Was wäre dafür zu tun?

  1. Man müsste regelmässige Anlässe für solche Gespräche schaffen und nicht Bibliothekar*innen einfach so «hinaus schicken». Aber alle ein, zwei Jahre finden sich immer Projekte, bei denen Angebote evaluiert, Wissen drüber, wie bestimmte Angebote in der Öffentlichkeit wahrgenommen werden, gesammelt oder – ja, das auch – Angebote verändert, eingestellt oder neu eingefügt werden sollen und bei denen es sich anbietet, irgendeine Form von Gesprächen «ausserhalb der Bibliothek» zu führen: Interviews, Umfragen, Meinungssammlungen zu bestimmten Vorschlägen der Bibliothek. Das zu organisieren, wäre eine Leitungsaufgabe. (Auch, dass alle Kolleg*innen immer wieder diese Aufgabe übernehmen dürfen / müssen – wie gesagt, scheint es immer wieder bei solchen Projekten auch einen gewissen Mut zu benötigen, der erst durch die Logik des jeweiligen Projektes – «das muss jetzt getan werden» – aufgebracht wird, zumindest bei einigen Kolleg*innen; aber dann nach dem Projekt als positiv erlebt wird. Wenn das so ist, wird das auch im «normalen» Bibliotheksbetrieb so sein.)
  2. Die grundsätzliche Struktur, die oben geschildert wurde, kann ruhig beibehalten werden. (1) Eine konkrete Fragestellungen formulieren, die auch zu einer gewissen Änderung im Bibliotheksalltag führen kann, (2) dann Personen «ausserhalb der Bibliothek» direkt ansprechen, (3) nachher auswerten und, wenn sinnvoll, tatsächlich eine Veränderung durchführen (oder gemeinsam entscheiden, aufgrund der Ergebnisse, sie nicht durchzuführen, aber so, dass die Ergebnisse der Gespräche auch einen sichtbaren Einfluss haben). Wenn man das regelmässig – und für alle transparent – durchführt und nicht nur bei expliziten Veränderungsprojekten, die irgendwie als Besonderheiten herausragen, wird sich eine gewisse Normalität einstellen, auch wenn dann schon neue Methoden und nicht mehr Design Thinking als hip gelten werden. Grundsätzlich sollte es zu einer professionell arbeitenden Bibliothek gehören, solche Gespräche zu führen und deren Ergebnisse in die Entscheidungen über die Bibliotheksarbeit einzubeziehen. Das Erstaunliche ist eher, dass es das offenbar in vielen Bibliotheken nicht ist.

Fussnoten

1 Vgl. Gram, Maggie (2019). On Design Thinking. In: N+1 (2019) 35, https://nplusonemag.com/issue-35/reviews/on-design-thinking/.

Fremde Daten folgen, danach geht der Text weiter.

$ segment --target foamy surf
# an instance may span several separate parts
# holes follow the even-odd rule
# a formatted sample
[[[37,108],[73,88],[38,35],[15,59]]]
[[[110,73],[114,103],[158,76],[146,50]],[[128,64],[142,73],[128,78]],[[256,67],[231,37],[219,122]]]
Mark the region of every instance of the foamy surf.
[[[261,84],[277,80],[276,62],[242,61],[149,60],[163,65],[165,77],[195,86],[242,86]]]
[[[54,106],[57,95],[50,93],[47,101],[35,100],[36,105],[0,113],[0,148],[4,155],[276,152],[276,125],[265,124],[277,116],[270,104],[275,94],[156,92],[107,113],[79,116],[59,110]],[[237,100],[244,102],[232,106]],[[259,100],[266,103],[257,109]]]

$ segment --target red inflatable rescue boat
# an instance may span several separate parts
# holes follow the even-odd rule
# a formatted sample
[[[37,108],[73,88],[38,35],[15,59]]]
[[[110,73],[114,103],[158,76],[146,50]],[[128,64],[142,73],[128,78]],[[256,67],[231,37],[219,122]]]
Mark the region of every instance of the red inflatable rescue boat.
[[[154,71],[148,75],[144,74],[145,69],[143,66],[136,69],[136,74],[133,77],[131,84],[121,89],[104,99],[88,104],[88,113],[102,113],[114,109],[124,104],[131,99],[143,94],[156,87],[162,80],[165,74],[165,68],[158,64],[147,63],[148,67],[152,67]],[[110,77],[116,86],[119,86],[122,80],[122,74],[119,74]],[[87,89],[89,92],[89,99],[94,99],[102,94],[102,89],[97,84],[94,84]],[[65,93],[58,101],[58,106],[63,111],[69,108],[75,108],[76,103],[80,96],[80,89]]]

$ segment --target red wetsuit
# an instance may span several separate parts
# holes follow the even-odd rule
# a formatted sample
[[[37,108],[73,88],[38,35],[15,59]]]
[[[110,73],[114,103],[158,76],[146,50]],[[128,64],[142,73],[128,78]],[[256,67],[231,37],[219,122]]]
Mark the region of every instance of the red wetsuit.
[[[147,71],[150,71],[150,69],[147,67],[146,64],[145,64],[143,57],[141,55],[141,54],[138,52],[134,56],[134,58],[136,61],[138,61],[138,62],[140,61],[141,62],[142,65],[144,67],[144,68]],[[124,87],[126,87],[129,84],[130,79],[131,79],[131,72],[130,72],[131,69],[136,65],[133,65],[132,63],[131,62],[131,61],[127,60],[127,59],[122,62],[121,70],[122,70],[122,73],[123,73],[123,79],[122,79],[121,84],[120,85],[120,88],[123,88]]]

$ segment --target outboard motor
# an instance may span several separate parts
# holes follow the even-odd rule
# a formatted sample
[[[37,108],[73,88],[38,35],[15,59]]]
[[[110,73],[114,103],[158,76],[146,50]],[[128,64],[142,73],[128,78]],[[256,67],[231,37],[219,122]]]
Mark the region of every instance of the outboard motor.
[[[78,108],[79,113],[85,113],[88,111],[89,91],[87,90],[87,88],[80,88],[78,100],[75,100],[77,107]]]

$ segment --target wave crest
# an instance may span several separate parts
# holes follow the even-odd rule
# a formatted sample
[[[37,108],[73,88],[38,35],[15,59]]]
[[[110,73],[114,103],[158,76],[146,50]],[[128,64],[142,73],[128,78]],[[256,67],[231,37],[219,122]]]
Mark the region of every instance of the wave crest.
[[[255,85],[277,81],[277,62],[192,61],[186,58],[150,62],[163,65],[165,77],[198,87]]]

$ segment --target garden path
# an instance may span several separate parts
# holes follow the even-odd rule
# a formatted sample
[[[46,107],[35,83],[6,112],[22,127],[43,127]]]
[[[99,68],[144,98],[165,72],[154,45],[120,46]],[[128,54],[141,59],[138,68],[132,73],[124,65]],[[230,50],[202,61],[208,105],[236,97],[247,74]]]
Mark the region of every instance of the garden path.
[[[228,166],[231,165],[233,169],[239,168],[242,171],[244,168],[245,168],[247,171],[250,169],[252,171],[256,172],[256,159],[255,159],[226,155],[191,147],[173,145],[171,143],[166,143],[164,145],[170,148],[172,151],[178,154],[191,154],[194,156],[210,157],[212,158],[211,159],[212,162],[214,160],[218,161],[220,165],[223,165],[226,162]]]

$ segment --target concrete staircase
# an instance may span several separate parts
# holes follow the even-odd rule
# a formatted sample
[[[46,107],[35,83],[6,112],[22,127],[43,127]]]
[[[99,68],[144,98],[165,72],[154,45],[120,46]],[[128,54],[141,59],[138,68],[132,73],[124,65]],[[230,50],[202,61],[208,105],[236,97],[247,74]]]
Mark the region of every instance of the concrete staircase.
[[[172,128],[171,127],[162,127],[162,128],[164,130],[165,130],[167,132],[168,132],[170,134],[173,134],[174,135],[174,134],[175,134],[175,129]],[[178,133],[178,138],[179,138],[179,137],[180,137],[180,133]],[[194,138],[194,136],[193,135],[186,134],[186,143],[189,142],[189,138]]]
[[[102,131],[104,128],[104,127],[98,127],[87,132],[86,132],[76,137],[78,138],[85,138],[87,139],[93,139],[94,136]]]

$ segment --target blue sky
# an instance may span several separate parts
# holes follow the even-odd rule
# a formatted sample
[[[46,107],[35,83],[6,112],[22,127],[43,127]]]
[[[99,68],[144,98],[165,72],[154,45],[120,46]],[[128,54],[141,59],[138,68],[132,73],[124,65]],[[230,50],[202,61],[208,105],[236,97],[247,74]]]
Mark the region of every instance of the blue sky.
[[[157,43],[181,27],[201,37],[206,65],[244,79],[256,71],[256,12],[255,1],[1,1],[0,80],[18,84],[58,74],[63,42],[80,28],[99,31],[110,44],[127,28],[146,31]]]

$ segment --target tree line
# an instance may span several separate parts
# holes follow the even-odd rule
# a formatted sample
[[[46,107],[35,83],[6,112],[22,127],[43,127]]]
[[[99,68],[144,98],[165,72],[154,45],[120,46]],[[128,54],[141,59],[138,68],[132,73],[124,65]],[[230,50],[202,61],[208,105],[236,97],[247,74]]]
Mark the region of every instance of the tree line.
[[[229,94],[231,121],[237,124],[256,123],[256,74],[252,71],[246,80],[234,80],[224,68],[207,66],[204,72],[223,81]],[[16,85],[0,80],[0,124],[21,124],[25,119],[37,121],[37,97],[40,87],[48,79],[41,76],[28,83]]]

2 Vgl. Dymarz, Ania; Harrington, Marni (2019). Consultants in Canadian Academic Libraries: Adding new voices to the story. In: In the Library with the Lead Pipe, 30.10.2019, http://www.inthelibrarywiththeleadpipe.org/2019/consultants/.

3 Was sich oft zeigt, ist ja, dass das Ergebnis dieses Schritts nicht sein kann, «es gibt kein Problem». Ein wenig ist das dann auch ein Trick bei solchen Projekten – irgendwas muss sich immer ändern, weil sie so strukturiert sind, dass sie als Misserfolg gelten, wenn man feststellt, dass alles schon optimal ist.